Auteur David Van Reybrouck reisde op verzoek van de Koninklijke Vlaamse Schouwburg zes weken door Congo om er met Vlaamse missionarissen te praten. Die getuigenissen monteerde hij tot de aangrijpende monoloog Missie. “Ik stoorde me aan het beeld dat is ontstaan over missionarissen”, zegt Van Reybrouck. “In de loop der jaren is men elke vorm van blanke inmenging gaan zien als een manier om westerse ideologie op te dringen. Dat beeld moet absoluut gecorrigeerd worden. Wat missionarissen vandaag in Congo doen, is hier nauwelijks nog bekend, maar het is wel indrukwekkend.”

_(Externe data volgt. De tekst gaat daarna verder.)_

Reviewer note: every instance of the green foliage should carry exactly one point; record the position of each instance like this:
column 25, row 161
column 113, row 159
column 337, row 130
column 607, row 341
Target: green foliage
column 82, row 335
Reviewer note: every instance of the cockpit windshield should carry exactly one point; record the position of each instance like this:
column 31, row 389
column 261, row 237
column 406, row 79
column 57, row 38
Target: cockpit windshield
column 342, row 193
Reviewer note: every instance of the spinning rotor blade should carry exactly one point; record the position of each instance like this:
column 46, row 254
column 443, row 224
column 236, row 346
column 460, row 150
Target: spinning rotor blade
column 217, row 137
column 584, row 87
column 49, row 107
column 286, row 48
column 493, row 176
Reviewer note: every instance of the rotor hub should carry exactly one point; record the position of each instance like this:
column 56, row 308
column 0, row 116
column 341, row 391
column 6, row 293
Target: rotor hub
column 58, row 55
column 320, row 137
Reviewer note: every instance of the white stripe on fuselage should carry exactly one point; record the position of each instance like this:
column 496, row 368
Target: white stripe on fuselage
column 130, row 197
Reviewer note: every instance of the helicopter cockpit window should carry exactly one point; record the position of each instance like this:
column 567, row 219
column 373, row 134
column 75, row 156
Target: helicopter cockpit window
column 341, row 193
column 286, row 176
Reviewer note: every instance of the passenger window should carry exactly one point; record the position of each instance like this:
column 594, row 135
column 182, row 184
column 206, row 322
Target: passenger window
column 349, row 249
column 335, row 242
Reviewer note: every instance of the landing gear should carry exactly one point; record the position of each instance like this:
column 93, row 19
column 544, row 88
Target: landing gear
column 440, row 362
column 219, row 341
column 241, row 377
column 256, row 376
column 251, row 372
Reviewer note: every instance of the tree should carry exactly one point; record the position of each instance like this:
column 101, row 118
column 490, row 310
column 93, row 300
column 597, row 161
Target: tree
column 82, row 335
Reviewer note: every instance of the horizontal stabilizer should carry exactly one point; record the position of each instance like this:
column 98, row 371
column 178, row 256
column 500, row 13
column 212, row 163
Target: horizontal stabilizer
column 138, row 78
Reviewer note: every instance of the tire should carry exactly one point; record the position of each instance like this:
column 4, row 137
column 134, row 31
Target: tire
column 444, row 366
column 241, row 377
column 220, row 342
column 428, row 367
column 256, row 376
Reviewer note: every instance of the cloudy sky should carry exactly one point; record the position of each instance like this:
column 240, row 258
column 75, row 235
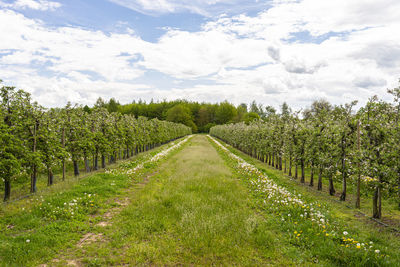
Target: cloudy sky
column 205, row 50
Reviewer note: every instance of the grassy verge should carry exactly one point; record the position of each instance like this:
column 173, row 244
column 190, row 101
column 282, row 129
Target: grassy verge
column 33, row 230
column 345, row 240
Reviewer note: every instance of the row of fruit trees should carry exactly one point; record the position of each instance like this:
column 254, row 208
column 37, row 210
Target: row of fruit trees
column 335, row 143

Missie kan gezien worden als een vervolg op de voorstelling Het leven en de werken van Leopold II uit 1999 met Bruno Vanden Broecke in de titelrol en Raven Ruëll als regisseur. In die satire van Hugo Claus werd de gruwel van de kolonisatie onder Leopold II belicht. “Missie geeft een rauwer en eerlijker beeld van de kolonisatie van Congo en heeft een groot documentair karakter. Maar beide voorstellingen behandelen wel een stuk van onze geschiedenis”, legt Ruëll uit.

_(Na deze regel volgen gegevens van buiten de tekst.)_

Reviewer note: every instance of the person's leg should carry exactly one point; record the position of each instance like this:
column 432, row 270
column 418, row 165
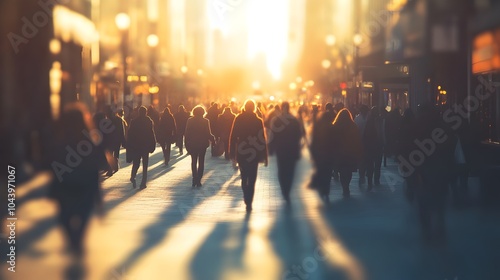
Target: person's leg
column 201, row 165
column 244, row 180
column 226, row 148
column 345, row 180
column 377, row 167
column 145, row 163
column 135, row 167
column 168, row 147
column 252, row 178
column 370, row 168
column 181, row 144
column 194, row 167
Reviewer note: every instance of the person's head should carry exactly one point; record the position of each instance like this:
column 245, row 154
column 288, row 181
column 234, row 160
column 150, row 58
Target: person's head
column 143, row 111
column 343, row 117
column 198, row 111
column 363, row 110
column 339, row 106
column 228, row 110
column 167, row 111
column 285, row 107
column 328, row 107
column 249, row 106
column 74, row 119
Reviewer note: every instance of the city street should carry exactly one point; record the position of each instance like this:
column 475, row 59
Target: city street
column 174, row 231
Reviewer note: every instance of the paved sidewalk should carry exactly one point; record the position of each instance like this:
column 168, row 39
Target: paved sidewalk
column 173, row 231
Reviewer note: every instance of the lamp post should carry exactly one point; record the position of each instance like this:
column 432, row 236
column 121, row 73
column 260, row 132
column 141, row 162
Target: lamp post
column 122, row 21
column 152, row 41
column 357, row 41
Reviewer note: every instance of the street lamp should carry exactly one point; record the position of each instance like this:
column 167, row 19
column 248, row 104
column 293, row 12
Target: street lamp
column 357, row 41
column 152, row 41
column 122, row 21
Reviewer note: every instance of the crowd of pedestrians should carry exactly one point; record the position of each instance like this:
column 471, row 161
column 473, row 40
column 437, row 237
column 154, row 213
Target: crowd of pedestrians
column 341, row 143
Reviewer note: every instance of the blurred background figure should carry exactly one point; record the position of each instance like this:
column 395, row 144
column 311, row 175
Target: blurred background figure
column 360, row 121
column 287, row 133
column 225, row 123
column 198, row 137
column 140, row 143
column 181, row 117
column 246, row 126
column 77, row 161
column 116, row 137
column 166, row 133
column 373, row 147
column 345, row 141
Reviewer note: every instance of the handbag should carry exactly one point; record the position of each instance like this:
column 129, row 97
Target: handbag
column 218, row 149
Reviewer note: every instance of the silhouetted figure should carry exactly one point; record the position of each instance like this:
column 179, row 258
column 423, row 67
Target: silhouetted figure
column 181, row 118
column 198, row 136
column 212, row 115
column 392, row 124
column 346, row 148
column 436, row 156
column 404, row 146
column 248, row 146
column 225, row 123
column 360, row 121
column 286, row 144
column 320, row 148
column 154, row 115
column 373, row 147
column 140, row 143
column 273, row 113
column 116, row 136
column 166, row 133
column 76, row 166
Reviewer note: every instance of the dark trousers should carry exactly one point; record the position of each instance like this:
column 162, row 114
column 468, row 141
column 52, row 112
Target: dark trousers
column 226, row 147
column 286, row 172
column 198, row 164
column 373, row 164
column 135, row 167
column 180, row 143
column 166, row 147
column 248, row 172
column 74, row 220
column 345, row 180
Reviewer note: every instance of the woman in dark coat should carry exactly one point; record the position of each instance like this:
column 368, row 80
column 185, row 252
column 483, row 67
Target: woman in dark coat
column 247, row 127
column 166, row 133
column 373, row 147
column 198, row 137
column 181, row 118
column 224, row 124
column 76, row 166
column 346, row 148
column 140, row 143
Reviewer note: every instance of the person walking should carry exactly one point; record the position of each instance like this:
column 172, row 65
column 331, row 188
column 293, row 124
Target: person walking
column 166, row 133
column 373, row 147
column 77, row 190
column 198, row 136
column 360, row 121
column 286, row 144
column 181, row 118
column 248, row 146
column 346, row 148
column 225, row 123
column 140, row 143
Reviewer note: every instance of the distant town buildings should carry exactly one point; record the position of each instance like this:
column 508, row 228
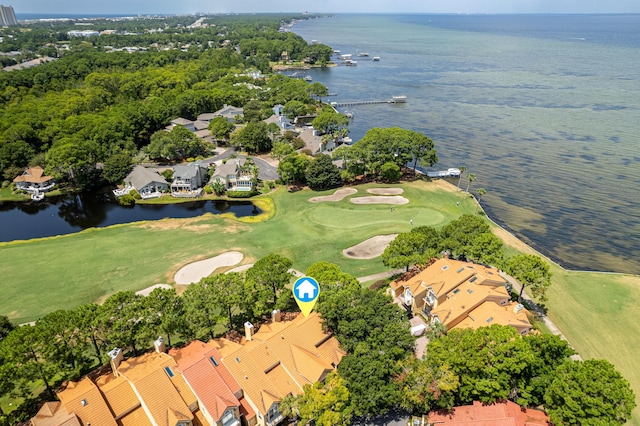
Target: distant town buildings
column 82, row 33
column 7, row 16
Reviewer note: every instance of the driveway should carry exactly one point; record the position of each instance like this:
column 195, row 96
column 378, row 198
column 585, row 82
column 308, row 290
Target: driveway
column 266, row 170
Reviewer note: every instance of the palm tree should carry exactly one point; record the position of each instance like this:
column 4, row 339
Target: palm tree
column 472, row 177
column 481, row 192
column 462, row 170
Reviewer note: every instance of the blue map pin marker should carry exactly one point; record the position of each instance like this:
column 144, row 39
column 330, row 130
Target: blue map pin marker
column 306, row 291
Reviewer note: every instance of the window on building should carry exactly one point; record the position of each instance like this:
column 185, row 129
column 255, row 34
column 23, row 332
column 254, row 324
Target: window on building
column 169, row 372
column 228, row 418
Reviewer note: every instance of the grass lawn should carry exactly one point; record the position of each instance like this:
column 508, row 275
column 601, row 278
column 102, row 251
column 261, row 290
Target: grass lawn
column 596, row 312
column 43, row 275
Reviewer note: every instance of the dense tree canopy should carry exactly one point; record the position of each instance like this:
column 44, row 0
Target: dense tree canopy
column 90, row 104
column 531, row 271
column 391, row 145
column 322, row 174
column 494, row 363
column 373, row 331
column 467, row 237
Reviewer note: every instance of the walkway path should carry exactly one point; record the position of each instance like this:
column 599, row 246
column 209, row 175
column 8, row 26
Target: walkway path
column 538, row 310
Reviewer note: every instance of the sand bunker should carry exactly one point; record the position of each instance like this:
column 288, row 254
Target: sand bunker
column 241, row 268
column 380, row 199
column 385, row 191
column 147, row 291
column 194, row 272
column 368, row 249
column 336, row 196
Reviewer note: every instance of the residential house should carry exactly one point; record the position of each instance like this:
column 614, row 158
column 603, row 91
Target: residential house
column 277, row 109
column 460, row 294
column 314, row 143
column 53, row 413
column 228, row 112
column 34, row 180
column 220, row 383
column 148, row 182
column 142, row 391
column 220, row 398
column 498, row 414
column 232, row 176
column 188, row 124
column 283, row 122
column 200, row 125
column 278, row 360
column 189, row 178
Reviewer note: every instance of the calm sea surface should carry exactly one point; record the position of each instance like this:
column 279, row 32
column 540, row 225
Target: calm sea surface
column 543, row 109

Eén van de redenen waarom David Van Reybrouck Missie schreef, was zijn constatering dat er een schokkende gebrek aan historisch besef is over Congo in Vlaanderen. Ook voor Ruëll was dat een belangrijke reden om de voorstelling te maken: “Het thema interesseert me omdat het een deel is van onze geschiedenis, omdat er geen enkele Vlaming rondloopt die niet érgens een nonkel pater heeft. En omdat ik het – niet alleen in Missie of Leopold II – belangrijk vind om het over geschiedenis te hebben. We denken vandaag alleen nog maar in termen van vooruitgang en toekomst. We willen steeds meer. Daarbij vragen we ons nooit af: wat ging hieraan vooraf? Wat heeft ervoor gezorgd dat alles is zoals het is? Dat vind ik belangrijk, de historische herinnering doen opleven. En theater is daar een goede plaats voor.”

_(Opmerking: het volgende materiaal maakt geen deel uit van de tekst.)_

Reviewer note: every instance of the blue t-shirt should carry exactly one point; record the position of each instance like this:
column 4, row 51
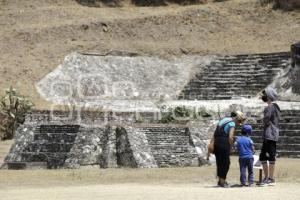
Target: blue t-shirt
column 228, row 125
column 244, row 146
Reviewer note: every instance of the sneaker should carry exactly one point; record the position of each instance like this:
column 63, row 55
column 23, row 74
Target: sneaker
column 243, row 185
column 271, row 181
column 264, row 182
column 224, row 185
column 251, row 185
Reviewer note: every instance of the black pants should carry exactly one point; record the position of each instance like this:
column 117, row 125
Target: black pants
column 222, row 153
column 268, row 152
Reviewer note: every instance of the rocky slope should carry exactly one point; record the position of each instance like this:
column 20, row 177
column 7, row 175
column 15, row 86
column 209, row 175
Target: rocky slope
column 36, row 35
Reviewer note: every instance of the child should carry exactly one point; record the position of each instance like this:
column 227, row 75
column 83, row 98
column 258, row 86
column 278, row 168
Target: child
column 245, row 148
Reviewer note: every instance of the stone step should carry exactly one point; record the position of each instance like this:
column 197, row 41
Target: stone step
column 204, row 97
column 282, row 133
column 285, row 119
column 237, row 83
column 56, row 137
column 282, row 139
column 288, row 153
column 282, row 126
column 58, row 129
column 50, row 147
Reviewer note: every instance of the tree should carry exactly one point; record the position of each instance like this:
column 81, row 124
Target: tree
column 13, row 107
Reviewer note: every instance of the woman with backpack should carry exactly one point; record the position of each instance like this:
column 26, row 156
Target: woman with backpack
column 223, row 141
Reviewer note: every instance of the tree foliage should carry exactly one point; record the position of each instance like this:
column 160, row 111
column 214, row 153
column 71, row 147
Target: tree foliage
column 13, row 107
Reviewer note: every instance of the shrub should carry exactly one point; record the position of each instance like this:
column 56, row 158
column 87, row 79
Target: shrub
column 13, row 107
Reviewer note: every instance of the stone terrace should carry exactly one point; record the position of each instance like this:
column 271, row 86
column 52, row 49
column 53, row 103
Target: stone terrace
column 235, row 76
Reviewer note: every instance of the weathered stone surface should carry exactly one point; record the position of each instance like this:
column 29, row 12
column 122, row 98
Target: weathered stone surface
column 287, row 4
column 91, row 78
column 139, row 146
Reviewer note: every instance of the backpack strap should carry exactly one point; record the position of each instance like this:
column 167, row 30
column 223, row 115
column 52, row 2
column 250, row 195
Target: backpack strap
column 220, row 129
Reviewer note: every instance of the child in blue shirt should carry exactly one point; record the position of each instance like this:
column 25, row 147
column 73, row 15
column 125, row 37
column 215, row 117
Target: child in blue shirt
column 245, row 148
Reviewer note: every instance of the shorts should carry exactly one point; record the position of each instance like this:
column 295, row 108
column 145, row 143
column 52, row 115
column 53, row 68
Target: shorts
column 268, row 152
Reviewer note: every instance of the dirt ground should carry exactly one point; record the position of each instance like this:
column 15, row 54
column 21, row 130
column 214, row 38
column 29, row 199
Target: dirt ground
column 36, row 35
column 164, row 183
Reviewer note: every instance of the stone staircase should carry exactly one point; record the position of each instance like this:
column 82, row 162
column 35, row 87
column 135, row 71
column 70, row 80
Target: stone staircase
column 289, row 143
column 4, row 149
column 171, row 146
column 235, row 76
column 49, row 147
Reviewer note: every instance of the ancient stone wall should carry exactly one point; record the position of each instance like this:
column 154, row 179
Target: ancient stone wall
column 47, row 142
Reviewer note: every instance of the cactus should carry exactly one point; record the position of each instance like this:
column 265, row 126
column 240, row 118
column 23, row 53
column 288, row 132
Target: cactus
column 13, row 107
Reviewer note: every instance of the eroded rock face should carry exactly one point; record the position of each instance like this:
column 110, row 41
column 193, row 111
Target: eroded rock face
column 93, row 78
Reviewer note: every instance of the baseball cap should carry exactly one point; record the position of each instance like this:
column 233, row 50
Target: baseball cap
column 247, row 128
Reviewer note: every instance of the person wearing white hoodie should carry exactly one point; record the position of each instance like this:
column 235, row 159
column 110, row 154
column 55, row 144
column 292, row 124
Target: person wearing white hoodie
column 270, row 135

Na een succesvolle eerste toernee krijgt Missie nu op verschillende plaatsen in België en Nederland een reprise. De voorstelling bleek zeer emotionele reacties op te roepen bij het publiek. “Dat is ongelooflijk”, zegt Vanden Broecke. “Dat er mensen komen kijken naar een voorstelling met zo’n onhip onderwerp als een oude missionaris beschouw ik als een geweldig geschenk. En als ze dan ook nog enthousiast reageren, is het plaatje helemaal af. Er waren echte missionarissen uit een rusthuis die na de voorstelling kwamen zeggen: ‘Je bent in mijn streek geweest!’ Die mensen waren zo oprecht enthousiast dat ik het niet over mijn hart kreeg om hen te zeggen dat ik eigenlijk een acteur ben van 33 jaar. Ze praatten tegen mij alsof ik een confrater was.” Ruëll: “De meeste mensen kennen Bruno van televisie en de film. “Om hen dan toch te doen vergeten dat hij die acteur is, is een groot compliment.”

Missie is een monoloog van een witte pater, maar eigenlijk gaat de voorstelling vooral over engagement en over het maken van keuzes. “Vanaf een bepaald moment in het stuk doet het er niet meer toe of daar nu een priester staat of een mens die een keuze heeft gemaakt”, aldus Vanden Broecke. “Aan het einde van de voorstelling houdt hij een pleidooi voor kiezen. Voor veel mensen lijkt het in deze tijd alsof de spreuk ‘kiezen is verliezen’ wel degelijk opgaat. Vroeger werden mensen gedwongen om keuzes te maken. Nu stellen jongeren dat steeds meer uit. Ze zien de keuze voor een partner of een bepaald beroep als een verarming. Na hun studies gaan ze op reis en na de reis gaan ze nog iets bijstuderen – ik heb zelf ook twee studies gedaan. Wat de man in de voorstelling echter zegt, is dat kiezen niet noodzakelijk een verarming is. Het kan ook verrijkend zijn om consequent te zijn in je keuze.”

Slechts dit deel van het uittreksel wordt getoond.